Whalers in Utqiaġvik can’t remember hunting this late without landing a bowhead

Three bowhead whales swim in the Beaufort Sea in July, 2019. (Photo by Kate Pagan / National Marine Fisheries Service)

Each fall, captains from Alaska’s northernmost community, Utqiaġvik, drive their powerboats 10 to 20 miles offshore to hunt whales. And usually, by this point in the season, successful crews have towed dead bowheads back to town, divided up the meat and shared it with friends and family, who eat it through the winter until the whales return on their spring migration.

But this year, a month into the fall hunt in Utqiaġvik, the bowheads still haven’t shown up.

Whaling crews have not landed a single one, which some residents say is unprecedented for a town that last fall captured nearly 20. And federal scientists say their airborne surveys have shown bowheads much farther offshore than their usual range.

Also unprecedented are this year’s temperatures: It was the warmest May through September on record in Utqiaġvik, and there’s never been less ice offshore in the combined Chukchi and Beaufort seas at this point in the year, according to Rick Thoman, a climatologist with the Alaska Center for Climate Assessment and Policy. And some in the village think the environmental changes are connected to the whales’ behavior.

“This is a very important food source to us, and we have nothing to date,” said Eugene Brower, a retired whaling captain with a son who’s been hunting bowheads “constantly,” without success.

“We’re being heavily impacted up this way,” Brower said. “This is the first time we ever encountered a season with no whales being sighted.”

Last fall, Utqiaġvik’s whalers landed 19 bowheads by Oct. 23; this year’s fall harvest opened Sept. 21, and none have been captured since then.

Crews were still on the water Thursday, though, and some experts said there’s still time left in the season.

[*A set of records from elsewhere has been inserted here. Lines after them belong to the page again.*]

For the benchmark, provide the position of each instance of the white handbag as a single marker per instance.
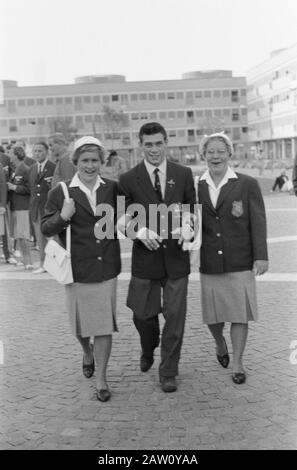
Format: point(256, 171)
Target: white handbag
point(58, 260)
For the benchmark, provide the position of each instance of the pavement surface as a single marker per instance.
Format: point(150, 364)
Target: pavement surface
point(46, 403)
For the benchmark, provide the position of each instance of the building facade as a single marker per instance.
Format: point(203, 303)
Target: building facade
point(114, 109)
point(272, 105)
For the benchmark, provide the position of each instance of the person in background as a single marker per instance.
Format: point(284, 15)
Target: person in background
point(19, 196)
point(96, 262)
point(40, 178)
point(233, 250)
point(65, 169)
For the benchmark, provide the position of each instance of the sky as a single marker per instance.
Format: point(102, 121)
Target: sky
point(53, 41)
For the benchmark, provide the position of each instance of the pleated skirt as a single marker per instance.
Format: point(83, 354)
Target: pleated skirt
point(229, 297)
point(92, 308)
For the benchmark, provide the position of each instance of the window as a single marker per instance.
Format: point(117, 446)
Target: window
point(234, 96)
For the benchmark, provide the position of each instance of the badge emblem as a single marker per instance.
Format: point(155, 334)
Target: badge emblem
point(237, 208)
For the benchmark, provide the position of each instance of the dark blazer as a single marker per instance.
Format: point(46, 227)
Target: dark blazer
point(39, 188)
point(93, 259)
point(64, 170)
point(19, 199)
point(233, 234)
point(169, 260)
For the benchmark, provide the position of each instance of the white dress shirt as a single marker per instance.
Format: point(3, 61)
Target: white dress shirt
point(91, 194)
point(214, 191)
point(162, 174)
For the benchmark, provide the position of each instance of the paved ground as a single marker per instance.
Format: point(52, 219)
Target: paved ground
point(46, 403)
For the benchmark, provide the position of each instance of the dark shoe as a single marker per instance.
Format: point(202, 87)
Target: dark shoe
point(238, 377)
point(225, 358)
point(103, 394)
point(168, 384)
point(88, 369)
point(146, 363)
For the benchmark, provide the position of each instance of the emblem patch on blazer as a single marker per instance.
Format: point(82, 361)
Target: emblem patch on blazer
point(237, 208)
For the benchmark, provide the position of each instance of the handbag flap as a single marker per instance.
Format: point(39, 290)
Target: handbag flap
point(56, 251)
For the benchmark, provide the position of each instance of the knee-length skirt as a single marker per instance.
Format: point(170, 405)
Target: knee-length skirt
point(228, 297)
point(92, 308)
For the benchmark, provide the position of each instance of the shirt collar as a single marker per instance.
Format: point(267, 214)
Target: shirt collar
point(151, 168)
point(230, 174)
point(76, 182)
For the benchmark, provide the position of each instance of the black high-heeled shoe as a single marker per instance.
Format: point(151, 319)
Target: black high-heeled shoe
point(225, 358)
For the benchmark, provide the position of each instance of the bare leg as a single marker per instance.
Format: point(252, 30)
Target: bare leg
point(238, 332)
point(217, 332)
point(88, 352)
point(102, 349)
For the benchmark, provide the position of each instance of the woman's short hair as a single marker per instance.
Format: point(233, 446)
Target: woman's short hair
point(19, 153)
point(88, 148)
point(216, 136)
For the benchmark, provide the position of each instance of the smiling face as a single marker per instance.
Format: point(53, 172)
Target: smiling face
point(217, 157)
point(154, 148)
point(88, 166)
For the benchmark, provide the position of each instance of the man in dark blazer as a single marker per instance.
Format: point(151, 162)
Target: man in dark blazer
point(40, 178)
point(158, 260)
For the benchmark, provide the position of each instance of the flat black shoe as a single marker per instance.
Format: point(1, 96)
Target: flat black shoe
point(103, 394)
point(146, 363)
point(88, 369)
point(168, 384)
point(238, 377)
point(225, 358)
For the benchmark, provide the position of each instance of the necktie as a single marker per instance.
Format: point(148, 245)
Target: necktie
point(157, 185)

“It is not unusual for Barrow whalers to be hunting into the month of November,” Arnold Brower, executive director of the Alaska Eskimo Whaling Commission, said in an email, using the old name for the town before it was changed in 2016. He added: “Patience is usually the best strategy.”

Utqiagvik whalers stand on the ice during this year’s spring hunt, which still uses many traditional tools, including the sealskin boat, or umiak. (Photo by Ravenna Koenig/Alaska’s Energy Desk)

The bowhead whale hunt is an essential cultural and subsistence tradition for the Inupiat of Alaska’s North Slope. It dates back at least 1,500 years, and annual harvests can supply families with hundreds of pounds of meat. There are several dozen crews in Utqiagvik.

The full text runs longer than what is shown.